In order to reach 40GW of offshore wind by 2030, wind power must become the supporting pillar of the UK’s electricity system within the next few years, contributing a third of all supply at a value that undercuts fossil fuel alternatives. If existing barriers can be overcome, achieving this target won’t only bolster a green recovery but is also anticipated to incentivise around £60bn of investment for the UK and may generate over 40,000 direct jobs by 2026.
So, what can be done in 2022 to ensure we pave the way to make offshore wind goals a reality?
Building the right framework
Right now, the UK has just over 10GW of offshore wind capacity installed. While this represents a significant step forward from the position we were in 2002 when the first offshore turbines were installed in Northumberland, we still need a lot more to reach the UK’s climate goals.
In part due to clear guidance from governments on offshore wind policy, the rate of installation of turbines has varied between an additional 1.5GW and 2GW capacity per year over the last four years. However, as techniques and technology continue to evolve, with new solutions such as next generation turbines capable of generating over 10MW each, the stretch needed to reach the CCC’s target capacity should be possible.
Consider for a moment that a single rotation of the blades of an 8MW turbine can generate enough electricity to power the average family home for more than 28 hours. At Ørsted we’re now running offshore wind turbines with 80-metre-long-blades. These have the potential to scale up an offshore wind farm’s energy capacity to closer to that of a fossil fuel plant or nuclear reactor.
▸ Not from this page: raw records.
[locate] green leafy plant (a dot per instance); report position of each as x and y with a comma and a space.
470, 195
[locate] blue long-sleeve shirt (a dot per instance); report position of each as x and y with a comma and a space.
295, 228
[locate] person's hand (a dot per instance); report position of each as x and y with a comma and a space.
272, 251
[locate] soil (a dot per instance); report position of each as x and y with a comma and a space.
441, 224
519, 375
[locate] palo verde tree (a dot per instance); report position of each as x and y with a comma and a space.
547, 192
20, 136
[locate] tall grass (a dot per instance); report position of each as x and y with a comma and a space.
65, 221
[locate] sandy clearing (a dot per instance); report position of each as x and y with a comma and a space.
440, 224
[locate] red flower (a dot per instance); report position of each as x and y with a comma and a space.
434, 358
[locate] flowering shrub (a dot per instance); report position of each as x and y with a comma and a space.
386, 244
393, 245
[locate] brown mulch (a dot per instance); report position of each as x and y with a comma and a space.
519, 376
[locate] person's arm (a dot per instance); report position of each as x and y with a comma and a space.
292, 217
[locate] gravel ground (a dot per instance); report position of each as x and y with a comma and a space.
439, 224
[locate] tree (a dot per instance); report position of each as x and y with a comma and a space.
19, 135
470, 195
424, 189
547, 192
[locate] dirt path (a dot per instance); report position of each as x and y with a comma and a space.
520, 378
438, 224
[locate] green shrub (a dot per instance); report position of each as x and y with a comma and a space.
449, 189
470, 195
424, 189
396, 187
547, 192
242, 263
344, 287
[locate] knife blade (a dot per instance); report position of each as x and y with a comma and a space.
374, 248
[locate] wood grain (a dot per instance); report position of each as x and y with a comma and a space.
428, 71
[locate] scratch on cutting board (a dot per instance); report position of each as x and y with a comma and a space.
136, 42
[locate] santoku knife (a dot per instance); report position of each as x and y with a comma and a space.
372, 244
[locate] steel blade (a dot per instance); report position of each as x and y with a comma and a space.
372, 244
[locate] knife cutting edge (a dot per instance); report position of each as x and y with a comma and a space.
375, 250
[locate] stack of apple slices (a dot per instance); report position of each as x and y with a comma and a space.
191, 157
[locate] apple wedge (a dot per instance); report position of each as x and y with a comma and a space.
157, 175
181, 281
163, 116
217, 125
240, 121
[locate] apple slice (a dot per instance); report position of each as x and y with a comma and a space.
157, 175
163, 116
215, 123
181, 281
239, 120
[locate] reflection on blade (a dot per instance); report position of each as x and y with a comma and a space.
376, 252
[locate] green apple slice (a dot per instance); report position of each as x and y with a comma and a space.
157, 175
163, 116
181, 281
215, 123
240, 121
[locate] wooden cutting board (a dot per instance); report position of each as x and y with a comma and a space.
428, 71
Influence of global markets
While an important first step in the process is building the infrastructure needed to support 40GW of offshore wind capacity by 2030, to achieve the greatest impact, the cost of the energy supplied also needs to be brought down. The cost-competitiveness of offshore wind today, when set against fossil fuels and nuclear energy, has been achieved thanks to the close collaboration between industry and government to create a fertile environment in which companies can continue to invest and innovate. This is vitally important to keeping the cost to the end user as low as possible, as we look to accelerate the roll-out of offshore wind with ever larger, more efficient turbines. This is also true as we start to explore deeper water locations, as floating technology now allows us to do.
The UK has provided a consistent, competitive framework for renewable energy investors, developers and supply chain partners to come together and build world-class competitive industries. This in turn is enabling the UK to rapidly decarbonise its power sector and look ahead to the decarbonisation of the economy more broadly. To put this into pounds and pence, in 2015, at the first competitive CfD auction, the price of offshore electricity stood at between £115 and £118 per megawatt-hour. By 2020, in comparison, it sat at around £40.
2022: A seminal moment
As we approach the new year and get ever closer to 2030, it represents a chance to take stock of what has been achieved so far but more importantly where we’re going. 2022 will be the seminal moment; the pivotal time where every decision made will dictate the UK’s success in reaching climate goals for the future. It constitutes a great opportunity for UK supply chain organisations as well as workers and communities. Continued collaboration from the government will eliminate barriers and boost investment in the energy industry.
Although carbon emissions duties will almost certainly continue rising and global trade conditions will dictate that businesses must provide less carbon intensive products and services, we must pave the way by creating low-carbon hubs in the UK and driving a new world standard to meet and exceed our net zero emission goals.
Duncan Clark is head of the UK region at Ørsted.